L’Arera (Autorità di Regolazione per Energia Reti e Ambiente) ha annunciato un aumento nella bolletta della luce, a partire dal 1° luglio 2019. Per l’esattezza, l’elettricità salirà dell’1,9% per il mercato tutelato. Al contrario, la quota del gas diminuirà del 6,9%. Cosa dovranno aspettarsi gli italiani in bolletta, quindi?

Al lordo delle tasse, la famiglia-tipo avrà un costo pari a 566 euro per la luce e a 1.150 euro per il gas. Questo vale per il periodo che va dal 1° ottobre 2018 al 30 settembre 2019. In parole più semplici, secondo le previsioni dell’Unione Nazionale Consumatori, gli italiani dovranno affrontare un rincaro annuo di 10 euro per l’elettricità e una diminuzione annua di 74 euro per il gas. Sommando le due tariffe, si arriva a una flessione di 64 euro.

Ma dall’UNC fanno sapere che si tratta di un risparmio non reale. Nei prossimi mesi, infatti, i termosifoni resteranno spenti in tutta la penisola. “In concreto, quindi, sui bilanci delle famiglie peserà solo il rialzo della luce. Se poi consideriamo che nei mesi estivi si registrano i picchi dell’anno per i consumi di elettricità, dato l’uso massiccio dei condizionatori, la notizia è ancora peggiore“, queste sono state le parole dell’Unione.

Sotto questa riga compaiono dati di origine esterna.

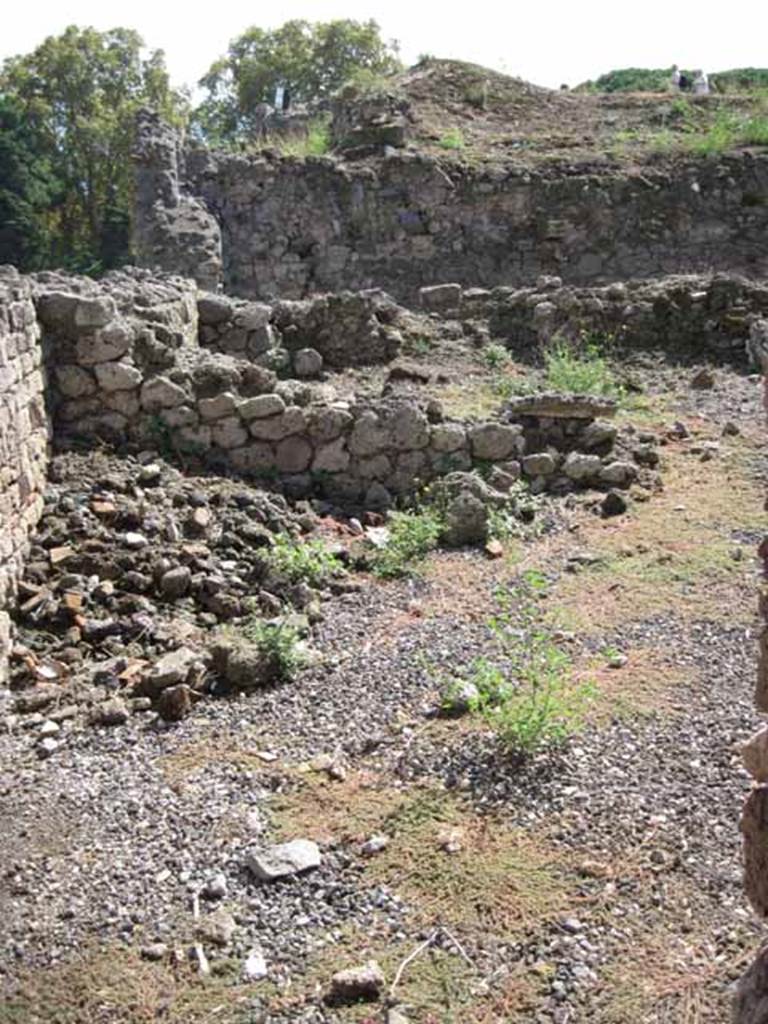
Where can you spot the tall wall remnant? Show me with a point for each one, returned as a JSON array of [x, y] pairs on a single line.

Sull’argomento interviene anche il Codacons, che ha dichiarato: “L’incremento della luce avviene proprio in corrispondenza dei maggiori consumi elettrici da parte delle famiglie, e avrà un impatto non indifferente sulle tasche dei consumatori, smentendo categoricamente quelle associazioni che avevano diffuso dati sballati circa risparmi record sulle bollette degli italiani nel corso del 2019. Per quanto riguarda il gas, invece, assistiamo a una ulteriore crescita della tassazione: tra oneri di sistema e imposte, il 44,03% di una bolletta se ne va in tasse (era il 42,04% nel trimestre precedente)“.

Insomma, quella che arriva dall’Arera non è una buona notizia.